Gli ospiti potranno godere di spazi culturali e sociali, di un’area benessere di 5.574 metri quadrati con la Six Senses Spa, oltre a giardini lussureggianti che ricordano mini jebels, sentieri tortuosi e cortili che conducono a una spiaggia privata. La città ha dato il bentornato al The Meydan Hotel che, dopo un importante restyling, è tornato a deliziare gli appassionati di corse con viste privilegiate sull’ippodromo. Nel cuore del Business Bay Canal debutterà il Kimpton Dubai, arricchendo l’offerta di lusso di IHG Hotels & Resorts. Il nuovo hotel punterà su benessere e leisure, con tre concept di ristorazione, una piscina panoramica sul rooftop, spa, centro fitness e spazi sociali pensati per diventare un vivace hub per la città.

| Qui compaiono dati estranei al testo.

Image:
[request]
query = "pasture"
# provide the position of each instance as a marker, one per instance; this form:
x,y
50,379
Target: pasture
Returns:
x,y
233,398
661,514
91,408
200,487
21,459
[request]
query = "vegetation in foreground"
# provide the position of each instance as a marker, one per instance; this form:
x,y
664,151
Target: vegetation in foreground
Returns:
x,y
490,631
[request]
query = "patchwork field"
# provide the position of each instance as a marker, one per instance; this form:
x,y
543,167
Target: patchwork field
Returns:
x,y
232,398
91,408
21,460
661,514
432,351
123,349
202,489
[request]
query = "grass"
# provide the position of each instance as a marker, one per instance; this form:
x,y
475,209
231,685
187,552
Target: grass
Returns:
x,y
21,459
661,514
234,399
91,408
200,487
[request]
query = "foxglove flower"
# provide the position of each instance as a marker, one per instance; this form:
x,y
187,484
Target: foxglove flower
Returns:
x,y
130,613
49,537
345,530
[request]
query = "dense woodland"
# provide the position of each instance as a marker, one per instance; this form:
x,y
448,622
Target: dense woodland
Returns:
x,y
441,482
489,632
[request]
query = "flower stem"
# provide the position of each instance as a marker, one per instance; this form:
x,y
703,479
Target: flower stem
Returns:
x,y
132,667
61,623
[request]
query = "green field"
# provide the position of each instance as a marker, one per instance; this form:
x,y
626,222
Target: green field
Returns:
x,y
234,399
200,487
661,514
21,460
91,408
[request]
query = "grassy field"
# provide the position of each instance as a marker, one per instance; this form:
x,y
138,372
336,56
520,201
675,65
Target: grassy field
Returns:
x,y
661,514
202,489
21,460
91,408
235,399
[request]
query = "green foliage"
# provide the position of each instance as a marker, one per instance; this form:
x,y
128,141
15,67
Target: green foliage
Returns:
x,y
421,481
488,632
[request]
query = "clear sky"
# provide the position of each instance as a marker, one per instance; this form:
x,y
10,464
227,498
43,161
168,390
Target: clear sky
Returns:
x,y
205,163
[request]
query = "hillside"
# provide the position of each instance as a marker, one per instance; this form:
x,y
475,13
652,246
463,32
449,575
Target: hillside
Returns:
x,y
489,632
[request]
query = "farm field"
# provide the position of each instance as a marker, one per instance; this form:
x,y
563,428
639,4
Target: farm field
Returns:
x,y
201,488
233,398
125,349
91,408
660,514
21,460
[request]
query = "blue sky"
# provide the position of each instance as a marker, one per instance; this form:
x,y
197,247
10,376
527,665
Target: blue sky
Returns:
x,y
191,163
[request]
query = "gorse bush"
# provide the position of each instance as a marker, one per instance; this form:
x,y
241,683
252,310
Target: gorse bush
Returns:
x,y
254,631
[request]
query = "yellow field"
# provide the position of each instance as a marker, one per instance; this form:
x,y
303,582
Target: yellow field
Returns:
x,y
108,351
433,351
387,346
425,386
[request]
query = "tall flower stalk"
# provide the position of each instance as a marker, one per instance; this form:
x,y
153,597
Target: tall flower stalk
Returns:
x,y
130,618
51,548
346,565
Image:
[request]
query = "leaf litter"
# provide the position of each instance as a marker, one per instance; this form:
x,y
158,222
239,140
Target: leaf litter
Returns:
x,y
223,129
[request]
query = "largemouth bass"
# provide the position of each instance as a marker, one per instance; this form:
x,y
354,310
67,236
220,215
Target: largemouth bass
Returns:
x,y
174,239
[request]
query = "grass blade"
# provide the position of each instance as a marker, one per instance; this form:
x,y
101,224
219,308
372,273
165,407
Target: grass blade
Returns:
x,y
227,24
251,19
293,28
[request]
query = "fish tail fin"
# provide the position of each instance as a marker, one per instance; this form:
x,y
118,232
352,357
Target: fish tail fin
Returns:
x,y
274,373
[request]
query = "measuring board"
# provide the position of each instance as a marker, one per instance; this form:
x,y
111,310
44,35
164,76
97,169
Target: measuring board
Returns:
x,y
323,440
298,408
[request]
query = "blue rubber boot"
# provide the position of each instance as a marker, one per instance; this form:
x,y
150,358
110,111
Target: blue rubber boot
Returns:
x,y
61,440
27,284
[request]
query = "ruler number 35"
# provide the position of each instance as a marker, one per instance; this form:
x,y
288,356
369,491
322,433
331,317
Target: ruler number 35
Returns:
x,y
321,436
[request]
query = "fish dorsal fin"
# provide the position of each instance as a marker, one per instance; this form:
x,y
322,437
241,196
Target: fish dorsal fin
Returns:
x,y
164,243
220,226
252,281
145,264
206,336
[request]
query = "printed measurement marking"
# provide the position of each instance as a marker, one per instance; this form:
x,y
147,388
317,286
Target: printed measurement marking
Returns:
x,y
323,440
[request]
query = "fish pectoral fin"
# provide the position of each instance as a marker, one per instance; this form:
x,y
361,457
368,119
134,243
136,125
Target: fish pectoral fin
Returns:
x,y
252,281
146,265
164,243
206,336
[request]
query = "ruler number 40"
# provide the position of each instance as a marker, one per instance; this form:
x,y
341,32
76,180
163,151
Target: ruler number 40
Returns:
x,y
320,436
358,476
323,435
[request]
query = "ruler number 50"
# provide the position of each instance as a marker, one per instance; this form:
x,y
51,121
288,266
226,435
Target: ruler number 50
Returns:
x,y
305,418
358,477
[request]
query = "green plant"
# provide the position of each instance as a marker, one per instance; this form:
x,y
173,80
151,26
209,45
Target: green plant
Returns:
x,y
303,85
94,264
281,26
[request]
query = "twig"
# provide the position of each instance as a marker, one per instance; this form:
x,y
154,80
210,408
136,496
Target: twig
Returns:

A Jumeirah sorgerà Gran Meliá Dubai, un resort cinque stelle dal design ispirato alla forma di un’ostrica e con affaccio sul panorama marino di La Mer. La struttura, all’insegna del lusso raffinato, offrirà una spiaggia privata di 140 metri, viste panoramiche sulla Port de La Mer Marina e ospiterà il primo Nobu Beach di Dubai. Sulle World Islands, un arcipelago al largo della costa di Dubai, si preparano due novità.
L’InterContinental Resort Portofino che, con un’armonica fusione tra design mediterraneo contemporaneo e influenze della tradizione italiana, si ispira ai colori vivaci e al fascino di Portofino e della Riviera ligure. Il complesso alberghiero Côté d’Azur Nice Hotel, invece, scende in campo con quattro boutique hotel cinque stelle, ciascuno ispirato e intitolato a celebri località della Costa Azzurra. Infine a Downtown Dubai è in arrivo il Baccarat Hotel & Residences, la prima struttura Baccarat negli Emirati. Il progetto si distingue per le due torri iconiche, Le Rouge e Le Noir, il cui design in cristallo rende omaggio alle origini della maison francese.
I sapori dal mondo
Anche la ristorazione si apre a nuove proposte: l’offerta gastronomica punta sempre più su esperienze internazionali, portando a Dubai sapori e concept da tutto il mondo. Dopo l’arrivo dello chef Nobu Matsuhisa con Nobu One Za’abeel, Dubai accoglierà Barrafina, celebre per le tapas spagnole, e Osaka Nikkei, con cucina giapponese-peruviana. Non mancano esperienze sul mare firmate The MAINE e Canary Club, la cucina greco-turca contemporanea di AVLU, e piatti locali proposti da Abra Restaurant all’Etihad Museum.